These services and ceremonies do not have any legal status and are simply something that you, as family, choose to do as a gesture of love.

A Naming Ceremony is a very special way of celebrating your child’s birth and welcoming a new arrival into the family.

The ceremony usually has five essential sections: Introduction and Welcome, a Reading or Poem, Naming of the Child/Children, Parent’s Promises, and Closing Words. You could also have reasons for choosing the names, hopes for the future or further readings, poems or music.

It acts as an opportunity to declare, before family and friends, your promise to be good parents. For example, the following vow could be taken, “We promise to keep (child) and clothe him/her, shelter and protect him/her, love and support him/her for as long as he/she needs us as best we can. We promise to offer (child) a good example so that he/she learns right from wrong, and truth from dishonesty”.

A Welcoming Ceremony is a way of acknowledging a precious new life as an individual, asking the intimate members of the child’s family to offer vows of deep commitment and love to the child, and inviting the wider community - whether it be extended family or friends - to also make vows of commitment to the child. The parents, sometimes “godparents”, and siblings too, are invited to dedicate themselves to the child’s “physical, ethical and spiritual development”. As an example, after the parents and “godparents” have taken a vow, all those present can act as a community and promise “to raise and teach this child by our example and to love and cherish him/her to the utmost limits of our ability”. In this ceremony we can also give the child their name as a symbol of uniqueness.

As you can see, in both of these ceremonies, there is plenty of scope for making your child’s special day a very personal and unique event.

A renewal of wedding vows ceremony can be a meaningful, touching revivifying ceremony for you and your children, family and friends to pause and reflect where you have been and where you are going. I have conducted vow renewals for couples married as little as 10 years and as much as 50 years.

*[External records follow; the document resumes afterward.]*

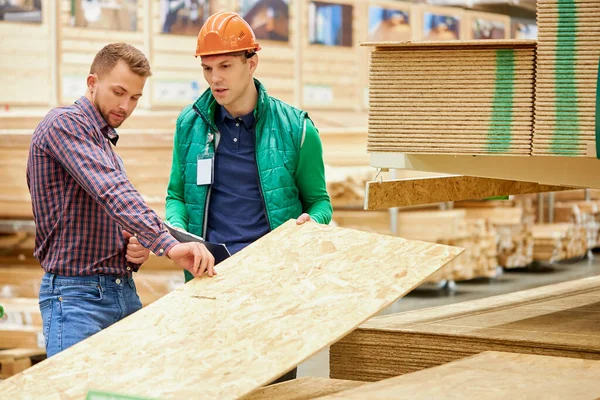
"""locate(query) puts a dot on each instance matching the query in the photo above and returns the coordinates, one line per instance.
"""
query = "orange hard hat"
(225, 32)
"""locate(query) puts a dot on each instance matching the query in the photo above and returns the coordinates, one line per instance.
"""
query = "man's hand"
(136, 253)
(194, 257)
(303, 218)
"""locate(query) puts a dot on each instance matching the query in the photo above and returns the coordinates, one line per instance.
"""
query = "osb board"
(561, 316)
(410, 192)
(272, 305)
(304, 388)
(490, 375)
(25, 62)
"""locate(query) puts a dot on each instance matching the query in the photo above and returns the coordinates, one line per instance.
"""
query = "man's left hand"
(136, 253)
(303, 218)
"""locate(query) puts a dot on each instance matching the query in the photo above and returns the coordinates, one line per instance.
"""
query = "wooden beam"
(488, 375)
(303, 389)
(412, 192)
(271, 306)
(546, 170)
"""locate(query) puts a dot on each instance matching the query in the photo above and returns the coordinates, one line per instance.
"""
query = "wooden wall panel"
(26, 61)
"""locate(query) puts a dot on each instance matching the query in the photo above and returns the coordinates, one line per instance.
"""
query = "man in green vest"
(243, 162)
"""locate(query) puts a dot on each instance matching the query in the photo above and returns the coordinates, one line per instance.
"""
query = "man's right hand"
(194, 257)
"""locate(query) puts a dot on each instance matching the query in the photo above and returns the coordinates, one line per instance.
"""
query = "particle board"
(272, 305)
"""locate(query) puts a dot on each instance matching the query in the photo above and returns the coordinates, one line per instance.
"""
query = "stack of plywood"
(459, 97)
(566, 78)
(559, 241)
(489, 376)
(346, 185)
(271, 306)
(583, 213)
(451, 227)
(513, 229)
(557, 320)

Some couples choose to renew their vows after a particularly difficult crisis in their lives, say for example, the overcoming of a serious illness or a period of estrangement. They want to make their marriage new again Others simply want to reaffirm the tremendous love that has matured and deepened with the passing years.

Vow renewal ceremonies can be as creative and personal as you want them to be. Walk down the aisle to classical music or walk out to “your song”. Buy new wedding bands for the occasion and have them specially engraved. Use your original wedding vows in the ceremony or pick one of the pre-written ceremonies that I have designed. Let the cover of your invitation feature your grandchildren’s favorite drawing of Grandma and Grandpa or even your first wedding portrait.

There are so many options that can be used for your renewal ceremony. Can you imagine the beautiful scene of your children watching you joining hands and hearts to reaffirm the magnitude and strength of your enduring love? “True love does not wither or die. It merely ripens.”

We all know there is nothing so difficult as going through the death of a loved one. And in your time of bereavement it can be very hard to make the decisions that are asked of you and your family. I can assist you by guiding you through the aspects of the service as well as composing a touching memorial that commemorates the life that has been lived and offer family and friends the opportunity to pay tribute to your loved one.